For specific configuration-related failures (prolog and epilog configuration), the administrator mail is sent only once for the first failed job. It will be sent again if the configuration is changed (either a local or global configuration, or a queue is changed).

For a few error codes no administrator mail is sent.
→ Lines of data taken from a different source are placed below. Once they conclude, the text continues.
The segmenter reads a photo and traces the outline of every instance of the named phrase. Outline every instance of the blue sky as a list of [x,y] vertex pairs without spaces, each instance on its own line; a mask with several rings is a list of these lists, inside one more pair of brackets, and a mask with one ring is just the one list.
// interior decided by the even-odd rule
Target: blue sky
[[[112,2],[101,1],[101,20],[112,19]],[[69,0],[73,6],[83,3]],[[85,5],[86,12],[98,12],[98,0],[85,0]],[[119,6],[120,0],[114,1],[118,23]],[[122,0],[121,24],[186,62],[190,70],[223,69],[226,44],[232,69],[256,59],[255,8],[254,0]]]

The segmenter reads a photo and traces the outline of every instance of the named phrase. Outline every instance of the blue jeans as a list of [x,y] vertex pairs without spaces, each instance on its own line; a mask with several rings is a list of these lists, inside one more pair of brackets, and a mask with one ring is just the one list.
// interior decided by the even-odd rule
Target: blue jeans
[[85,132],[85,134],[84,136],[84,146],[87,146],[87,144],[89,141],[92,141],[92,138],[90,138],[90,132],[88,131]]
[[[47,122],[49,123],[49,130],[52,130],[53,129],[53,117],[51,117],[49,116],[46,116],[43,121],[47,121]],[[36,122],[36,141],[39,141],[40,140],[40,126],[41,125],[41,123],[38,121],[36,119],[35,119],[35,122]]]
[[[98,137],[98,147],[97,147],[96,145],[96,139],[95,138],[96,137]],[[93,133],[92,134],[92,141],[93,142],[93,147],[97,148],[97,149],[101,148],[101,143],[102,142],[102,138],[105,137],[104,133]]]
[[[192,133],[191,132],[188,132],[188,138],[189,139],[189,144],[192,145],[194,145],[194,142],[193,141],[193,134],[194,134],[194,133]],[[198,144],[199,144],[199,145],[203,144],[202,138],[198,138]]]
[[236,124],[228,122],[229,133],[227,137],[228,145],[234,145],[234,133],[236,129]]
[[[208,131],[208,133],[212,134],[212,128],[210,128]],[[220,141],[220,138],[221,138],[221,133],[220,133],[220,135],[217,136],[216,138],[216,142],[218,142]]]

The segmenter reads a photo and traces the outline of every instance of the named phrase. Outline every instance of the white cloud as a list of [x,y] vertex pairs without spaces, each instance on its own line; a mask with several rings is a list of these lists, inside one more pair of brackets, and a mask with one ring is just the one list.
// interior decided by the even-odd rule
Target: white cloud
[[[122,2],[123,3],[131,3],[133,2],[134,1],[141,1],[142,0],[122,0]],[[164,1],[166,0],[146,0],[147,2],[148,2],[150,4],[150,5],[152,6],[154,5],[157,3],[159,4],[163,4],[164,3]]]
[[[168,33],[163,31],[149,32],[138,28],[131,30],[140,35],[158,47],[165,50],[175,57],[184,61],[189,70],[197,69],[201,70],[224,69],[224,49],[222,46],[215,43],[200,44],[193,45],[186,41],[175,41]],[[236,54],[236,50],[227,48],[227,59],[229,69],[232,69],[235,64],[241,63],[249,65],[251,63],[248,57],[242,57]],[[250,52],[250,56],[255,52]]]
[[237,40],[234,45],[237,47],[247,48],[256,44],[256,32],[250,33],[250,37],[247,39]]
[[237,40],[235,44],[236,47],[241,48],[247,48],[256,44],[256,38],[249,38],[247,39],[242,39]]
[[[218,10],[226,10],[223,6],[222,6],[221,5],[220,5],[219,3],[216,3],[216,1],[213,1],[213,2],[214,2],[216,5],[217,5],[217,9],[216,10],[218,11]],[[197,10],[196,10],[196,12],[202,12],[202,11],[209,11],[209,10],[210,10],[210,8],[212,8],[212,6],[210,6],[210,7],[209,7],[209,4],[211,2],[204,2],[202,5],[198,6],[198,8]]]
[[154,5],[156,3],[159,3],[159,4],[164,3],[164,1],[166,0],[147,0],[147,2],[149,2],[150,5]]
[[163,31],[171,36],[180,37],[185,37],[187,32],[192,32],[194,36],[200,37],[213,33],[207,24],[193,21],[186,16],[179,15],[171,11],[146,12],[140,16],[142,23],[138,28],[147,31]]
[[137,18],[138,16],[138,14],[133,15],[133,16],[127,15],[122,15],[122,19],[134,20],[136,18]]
The following table lists the error codes and the frequency of sending. See Error Codes reported in the failed state of jobs for a list of the error codes and their meaning.

Code	Frequency
SSTATE_FAILURE_BEFORE_JOB	NEVER
ESSTATE_NO_SHEPHERD	NEVER
ESSTATE_NO_CONFIG	ALWAYS
ESSTATE_NO_PID	ALWAYS
SSTATE_PROCSET_NOT_SET	ALWAYS
SSTATE_BEFORE_PROLOG	ALWAYS
SSTATE_PROLOG_FAILED	ONCE
SSTATE_BEFORE_PESTART	ALWAYS
SSTATE_PESTART_FAILED	ALWAYS
SSTATE_BEFORE_JOB	ALWAYS
SSTATE_BEFORE_PESTOP	ALWAYS
SSTATE_PESTOP_FAILED	ALWAYS
SSTATE_BEFORE_EPILOG	ALWAYS
SSTATE_EPILOG_FAILED	ONCE
SSTATE_PROCSET_NOTFREED	ALWAYS
ESSTATE_DIED_THRU_SIGNAL	ALWAYS
ESSTATE_SHEPHERD_EXIT	ALWAYS
ESSTATE_NO_EXITSTATUS	ALWAYS
ESSTATE_UNEXP_ERRORFILE	ALWAYS
ESSTATE_UNKNOWN_JOB	ALWAYS
ESSTATE_EXECD_LOST_RUNNING	NEVER
ESSTATE_PTF_CANT_GET_PIDS	NEVER
SSTATE_MIGRATE	NEVER
SSTATE_AGAIN	NEVER
SSTATE_OPEN_OUTPUT	ALWAYS
SSTATE_NO_SHELL	ALWAYS
SSTATE_NO_CWD	ALWAYS
SSTATE_AFS_PROBLEM	ALWAYS
SSTATE_APPERROR	ALWAYS
SSTATE_CHECK_DAEMON_CONFIG	NEVER

ENVIRONMENTAL VARIABLES

For a complete list of common environment variables used by all xxQS_NAMExx commands, see xxqs_name_sxx_intro(1).

FILES

The sge_shepherd trace file is located in <sge_shepherd_spool_dir>/active_jobs/<job_id>.<array_task_id>/trace (where <array_task_id> is 1 for non-array jobs).
Set the execd_params attribute KEEP_ACTIVE to keep the active job directories after job termination. See xxqs_name_sxx_conf(5) for details.

The sge_execd messages file is located in the sge_execd spool directory.

COPYRIGHT

See xxqs_name_sxx_intro(1) for a full statement of rights and permissions.